OpenAI is showering its workforce with stock awards so rich that they are starting to rewrite the ground rules of Silicon Valley hiring. Investor materials show average stock-based grants of roughly $1.5 million per employee across a staff of about 4,000, a pay scale that has sparked fresh questions about retention, shareholder dilution, and what the AI talent war is doing to San Francisco’s tech economy.
According to The Wall Street Journal, investor documents reviewed this year show OpenAI’s stock-based compensation averaged about $1.5 million per employee in 2025, and the size of the grants outpaces pre-IPO packages at almost every major tech firm in recent memory. The Journal’s analysis, which used Equilar data adjusted for inflation, found that the equity awards are already contributing to heavy operating losses and rapid dilution for shareholders.
That spending is backed by enormous inflows of capital and brisk secondary share activity. As reported by Reuters, SoftBank and other investors moved tens of billions into the company this year, leaving OpenAI with new liquidity that helps fund aggressive hiring and retention moves.

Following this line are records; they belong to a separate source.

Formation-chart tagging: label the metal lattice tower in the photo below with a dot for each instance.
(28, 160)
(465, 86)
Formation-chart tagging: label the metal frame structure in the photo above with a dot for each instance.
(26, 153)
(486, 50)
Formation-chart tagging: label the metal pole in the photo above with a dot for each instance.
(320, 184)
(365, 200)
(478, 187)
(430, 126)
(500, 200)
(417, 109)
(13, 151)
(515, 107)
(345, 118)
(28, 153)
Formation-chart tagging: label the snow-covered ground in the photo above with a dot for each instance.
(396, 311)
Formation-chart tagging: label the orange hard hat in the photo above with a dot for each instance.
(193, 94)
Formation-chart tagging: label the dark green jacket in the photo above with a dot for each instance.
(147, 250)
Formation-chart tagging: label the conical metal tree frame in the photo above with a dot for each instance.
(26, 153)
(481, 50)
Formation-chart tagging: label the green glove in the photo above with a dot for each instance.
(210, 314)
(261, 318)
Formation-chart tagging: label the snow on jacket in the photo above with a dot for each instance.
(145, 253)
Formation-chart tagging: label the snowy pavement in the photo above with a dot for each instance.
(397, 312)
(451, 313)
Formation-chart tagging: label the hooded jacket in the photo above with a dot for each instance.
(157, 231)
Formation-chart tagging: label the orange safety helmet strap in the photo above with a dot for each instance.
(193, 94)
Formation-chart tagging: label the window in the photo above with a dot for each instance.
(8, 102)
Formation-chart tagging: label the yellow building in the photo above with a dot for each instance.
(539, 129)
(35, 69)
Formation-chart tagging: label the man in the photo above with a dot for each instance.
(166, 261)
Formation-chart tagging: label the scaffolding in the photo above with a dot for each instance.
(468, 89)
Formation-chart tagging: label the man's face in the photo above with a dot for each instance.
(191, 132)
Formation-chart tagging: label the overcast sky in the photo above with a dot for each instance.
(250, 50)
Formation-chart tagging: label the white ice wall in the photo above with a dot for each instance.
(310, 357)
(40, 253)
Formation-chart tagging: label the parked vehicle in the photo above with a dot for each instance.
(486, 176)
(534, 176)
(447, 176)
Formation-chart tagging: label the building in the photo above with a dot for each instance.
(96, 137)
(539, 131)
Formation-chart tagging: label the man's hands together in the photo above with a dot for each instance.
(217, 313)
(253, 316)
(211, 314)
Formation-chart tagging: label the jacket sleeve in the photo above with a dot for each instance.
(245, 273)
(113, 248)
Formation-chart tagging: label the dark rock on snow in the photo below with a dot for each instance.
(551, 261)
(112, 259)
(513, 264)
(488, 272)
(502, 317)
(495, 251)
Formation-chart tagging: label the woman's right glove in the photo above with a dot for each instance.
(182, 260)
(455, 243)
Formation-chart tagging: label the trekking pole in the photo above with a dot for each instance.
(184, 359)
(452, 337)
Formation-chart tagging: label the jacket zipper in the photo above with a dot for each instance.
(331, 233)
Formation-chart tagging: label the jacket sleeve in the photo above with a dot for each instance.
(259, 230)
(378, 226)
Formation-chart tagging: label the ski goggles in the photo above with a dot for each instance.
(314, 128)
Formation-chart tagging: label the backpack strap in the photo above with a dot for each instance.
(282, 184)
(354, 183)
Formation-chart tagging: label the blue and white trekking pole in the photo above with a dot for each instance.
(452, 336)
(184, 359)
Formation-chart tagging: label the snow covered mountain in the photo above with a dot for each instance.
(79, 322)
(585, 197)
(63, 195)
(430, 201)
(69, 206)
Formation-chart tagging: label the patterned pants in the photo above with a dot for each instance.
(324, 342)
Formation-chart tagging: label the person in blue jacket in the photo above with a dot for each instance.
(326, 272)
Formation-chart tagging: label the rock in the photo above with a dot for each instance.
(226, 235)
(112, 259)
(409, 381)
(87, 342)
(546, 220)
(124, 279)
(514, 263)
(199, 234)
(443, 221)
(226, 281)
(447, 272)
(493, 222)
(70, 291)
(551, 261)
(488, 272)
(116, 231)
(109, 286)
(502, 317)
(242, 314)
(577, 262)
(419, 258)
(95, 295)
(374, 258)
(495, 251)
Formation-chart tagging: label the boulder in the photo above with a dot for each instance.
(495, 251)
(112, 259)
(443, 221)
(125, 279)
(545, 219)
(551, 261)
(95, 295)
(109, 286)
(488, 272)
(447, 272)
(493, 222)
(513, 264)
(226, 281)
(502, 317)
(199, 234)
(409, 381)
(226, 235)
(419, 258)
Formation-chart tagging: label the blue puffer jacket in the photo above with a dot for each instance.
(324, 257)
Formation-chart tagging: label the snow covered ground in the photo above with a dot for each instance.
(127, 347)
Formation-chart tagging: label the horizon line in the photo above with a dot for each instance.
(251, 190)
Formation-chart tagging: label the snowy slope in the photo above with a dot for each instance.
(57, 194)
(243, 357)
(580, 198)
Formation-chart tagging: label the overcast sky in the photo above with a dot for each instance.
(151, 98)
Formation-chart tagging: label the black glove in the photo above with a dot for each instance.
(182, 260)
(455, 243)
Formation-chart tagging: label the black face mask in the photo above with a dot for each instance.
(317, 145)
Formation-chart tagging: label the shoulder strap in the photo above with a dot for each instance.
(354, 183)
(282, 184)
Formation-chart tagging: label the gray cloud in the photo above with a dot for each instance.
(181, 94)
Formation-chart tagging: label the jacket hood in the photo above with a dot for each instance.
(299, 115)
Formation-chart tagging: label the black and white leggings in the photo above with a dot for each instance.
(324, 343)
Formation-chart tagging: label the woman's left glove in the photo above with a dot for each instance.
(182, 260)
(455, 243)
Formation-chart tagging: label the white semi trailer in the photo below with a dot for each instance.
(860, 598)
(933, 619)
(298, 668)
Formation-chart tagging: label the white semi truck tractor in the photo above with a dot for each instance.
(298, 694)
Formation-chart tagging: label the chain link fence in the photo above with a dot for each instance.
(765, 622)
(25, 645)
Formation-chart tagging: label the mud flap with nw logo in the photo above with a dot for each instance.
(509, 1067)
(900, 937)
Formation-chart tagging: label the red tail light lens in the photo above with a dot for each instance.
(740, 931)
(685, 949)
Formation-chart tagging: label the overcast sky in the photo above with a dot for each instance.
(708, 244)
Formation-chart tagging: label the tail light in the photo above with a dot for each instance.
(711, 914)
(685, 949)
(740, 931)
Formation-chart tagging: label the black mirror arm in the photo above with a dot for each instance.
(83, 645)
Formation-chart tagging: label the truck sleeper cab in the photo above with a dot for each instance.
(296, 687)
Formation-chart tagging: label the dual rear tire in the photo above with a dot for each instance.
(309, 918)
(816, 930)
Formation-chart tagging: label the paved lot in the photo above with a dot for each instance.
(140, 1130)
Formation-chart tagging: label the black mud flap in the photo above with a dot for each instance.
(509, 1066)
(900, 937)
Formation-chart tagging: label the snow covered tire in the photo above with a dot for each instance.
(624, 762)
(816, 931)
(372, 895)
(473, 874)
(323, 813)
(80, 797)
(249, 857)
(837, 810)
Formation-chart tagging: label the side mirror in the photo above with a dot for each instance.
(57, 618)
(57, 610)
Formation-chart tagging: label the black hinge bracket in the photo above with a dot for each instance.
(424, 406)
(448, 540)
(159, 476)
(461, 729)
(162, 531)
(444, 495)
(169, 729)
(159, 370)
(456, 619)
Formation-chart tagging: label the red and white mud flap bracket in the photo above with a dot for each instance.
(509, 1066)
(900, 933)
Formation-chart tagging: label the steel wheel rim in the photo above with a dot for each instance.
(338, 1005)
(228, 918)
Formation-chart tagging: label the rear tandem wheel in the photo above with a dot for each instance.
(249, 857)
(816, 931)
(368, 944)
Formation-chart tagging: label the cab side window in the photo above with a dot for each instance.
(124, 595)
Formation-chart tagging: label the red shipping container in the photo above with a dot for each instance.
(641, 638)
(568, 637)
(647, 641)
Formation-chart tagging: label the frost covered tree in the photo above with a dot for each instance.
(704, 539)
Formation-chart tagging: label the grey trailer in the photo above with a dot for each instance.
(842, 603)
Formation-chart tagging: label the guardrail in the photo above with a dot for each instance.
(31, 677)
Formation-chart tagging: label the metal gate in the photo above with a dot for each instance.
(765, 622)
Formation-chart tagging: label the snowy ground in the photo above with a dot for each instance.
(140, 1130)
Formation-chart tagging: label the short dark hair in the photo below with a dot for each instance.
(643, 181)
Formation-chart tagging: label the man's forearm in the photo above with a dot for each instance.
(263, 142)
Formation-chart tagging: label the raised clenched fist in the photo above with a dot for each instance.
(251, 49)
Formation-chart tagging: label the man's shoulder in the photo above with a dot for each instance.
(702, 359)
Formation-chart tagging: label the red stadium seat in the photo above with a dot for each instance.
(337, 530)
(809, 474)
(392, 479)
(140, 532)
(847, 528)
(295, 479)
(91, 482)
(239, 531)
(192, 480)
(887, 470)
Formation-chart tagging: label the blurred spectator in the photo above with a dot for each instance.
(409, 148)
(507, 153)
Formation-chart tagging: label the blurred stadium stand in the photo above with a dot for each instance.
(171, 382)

Inside OpenAI’s Monster Pay Packages
In a separate report, The Wall Street Journal detailed how OpenAI has scrapped a six-month vesting cliff for new hires and handed out one-time retention bonuses to key researchers as it fights off rival poaching. The same investor slides reviewed by the company and the Journal project stock-based pay rising by roughly $3 billion a year through 2030 and estimate that equity awards could account for nearly half of revenue in 2025.
What It Means For San Francisco
OpenAI’s ability to spend at this level hinges on its revenue trajectory. Bloomberg reported the company expects revenue to more than triple to about $12.7 billion this year, giving management breathing room to backstop those large equity grants. On the ground in San Francisco, that kind of pay day concentrates wealth among a relatively small circle of engineers and researchers, a pattern that can supercharge demand for high-end housing and services even as other corners of the local economy contend with very different pressures.
Investor Calculus
Stock-based awards are not free money. Accounting rules require companies to measure and expense equity grants on the income statement, which widens GAAP losses and increases potential dilution over time. For a plain-English walk-through of how that works, see Carta. The central tradeoff is simple: pay now to lock in talent versus long-term dilution for investors as the race for AI talent heats up.